Frodo understands him in a way that Sam cannot, for they are bound together by the Ring. Frodo has a great pity for Gollum because it was the Ring that has driven Sméagol to become Gollum. Not by any power of his own has he become so wretched, but by the power of the Ring—the manifestation of all evil and sin.
The heart of Sméagol shines through this week's second chapter as he earnestly guides Frodo and Sam though the Dead Marshes. He appears to be genuinely concerned about their well-being, especially when Frodo lags behind and is enchanted by the lights of the marshes. Even as he struggles internally against his desire for the Ring, plotting and arguing with himself aloud, there is a part of his heart that still desires to be good.

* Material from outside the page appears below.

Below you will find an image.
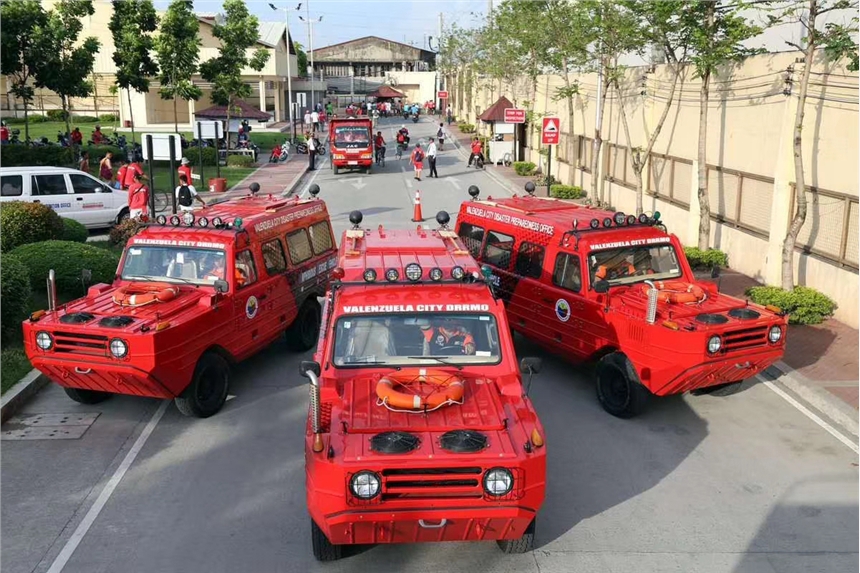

They seem to be developing an unlikely sort of companionship, however strained. They care for and depend on one another in their own ways — the hobbits by offering to share their food with Sméagol, and Sméagol by vigilantly guiding them through the dangerous marshes. It’s further illustrated as all three of the companions rest peacefully at the same time in this chapter.
While their quest is weighing all the more heavily on Frodo’s heart, he is comforted, at least in a small way, by the guidance of Sméagol and the dutiful care of his “friend of friends” Samwise.